Creating formatted output using picture strings

Alf P. Steinbach alfps at start.no
Wed Feb 10 06:45:47 EST 2010


* Olof Bjarnason:
> 2010/2/10 Peter Otten <__peter__ at web.de>:
>> python at bdurham.com wrote:
>>
>>> Does Python provide a way to format a string according to a
>>> 'picture' format?
>>>
>>> For example, if I have a string '123456789' and want it formatted
>>> like '(123)-45-(678)[9]', is there a module or function that will
>>> allow me to do this or do I need to code this type of
>>> transformation myself?
>> A basic implementation without regular expressions:
>>
>>>>> def picture(s, pic, placeholder="@"):
>> ...     parts = pic.split(placeholder)
>> ...     result = [None]*(len(parts)+len(s))
>> ...     result[::2] = parts
>> ...     result[1::2] = s
>> ...     return "".join(result)
>> ...
>>>>> picture("123456789", "(@@@)-@@-(@@@)[@]")
>> '(123)-45-(678)[9]'
>>
>> Peter
>> --
>> http://mail.python.org/mailman/listinfo/python-list
>>
> 
> Inspired by your answer here's another version:
> 
>>>> def picture(s, pic):
> ...   if len(s)==0: return pic
> ...   if pic[0]=='#': return s[0]+picture(s[1:], pic[1:])
> ...   return pic[0]+picture(s, pic[1:])
> ...
>>>> picture("123456789", "(###)-##-(###)[#]")
> '(123)-45-(678)[9]'

I learned a bit by Peter Otten's example; I would have gotten to that notation 
sooner or later, but that example made it 'sooner' :-).
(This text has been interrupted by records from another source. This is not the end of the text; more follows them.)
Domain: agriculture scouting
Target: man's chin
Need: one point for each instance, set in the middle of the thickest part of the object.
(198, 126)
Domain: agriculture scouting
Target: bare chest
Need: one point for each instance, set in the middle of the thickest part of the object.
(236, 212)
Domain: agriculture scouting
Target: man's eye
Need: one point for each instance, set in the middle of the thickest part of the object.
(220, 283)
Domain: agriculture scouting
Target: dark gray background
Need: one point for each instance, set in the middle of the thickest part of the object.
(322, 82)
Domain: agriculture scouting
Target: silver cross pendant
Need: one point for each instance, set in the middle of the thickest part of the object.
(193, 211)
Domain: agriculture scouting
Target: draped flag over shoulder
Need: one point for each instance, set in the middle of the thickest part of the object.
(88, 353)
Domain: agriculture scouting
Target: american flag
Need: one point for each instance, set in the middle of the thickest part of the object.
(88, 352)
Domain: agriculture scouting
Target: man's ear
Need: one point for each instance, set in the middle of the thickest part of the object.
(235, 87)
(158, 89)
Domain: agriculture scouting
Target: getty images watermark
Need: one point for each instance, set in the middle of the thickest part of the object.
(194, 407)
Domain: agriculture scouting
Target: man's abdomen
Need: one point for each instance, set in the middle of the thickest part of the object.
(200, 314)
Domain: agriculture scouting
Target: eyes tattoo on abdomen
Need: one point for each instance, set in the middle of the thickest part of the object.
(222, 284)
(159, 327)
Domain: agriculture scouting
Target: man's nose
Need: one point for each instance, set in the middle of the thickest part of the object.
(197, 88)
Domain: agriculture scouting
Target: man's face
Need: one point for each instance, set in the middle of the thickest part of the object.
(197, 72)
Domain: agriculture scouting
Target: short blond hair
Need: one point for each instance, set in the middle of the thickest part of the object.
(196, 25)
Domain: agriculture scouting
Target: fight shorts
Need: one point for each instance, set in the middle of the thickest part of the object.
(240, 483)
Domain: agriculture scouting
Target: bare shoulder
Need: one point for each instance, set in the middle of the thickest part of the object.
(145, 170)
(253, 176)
I think your version is cute.

I'd probably write it in a non-recursive way, though, like

     def picture( s, pic, placeholder = "@" ):
         result = ""
         char_iter = iter( s )
         for c in pic:
             result += c if c != placeholder else next( char_iter )
         return result

Of course this is mostly personal preference, but there is also a functional 
difference.

With your version an IndexError will be raised if there are too /many/ 
characters in s, while too few characters in s will yield "#" in the result.

With my version a StopIteration will be raised if there are to /few/ characters 
in s, while too many characters will just have the extraneous chars ignored.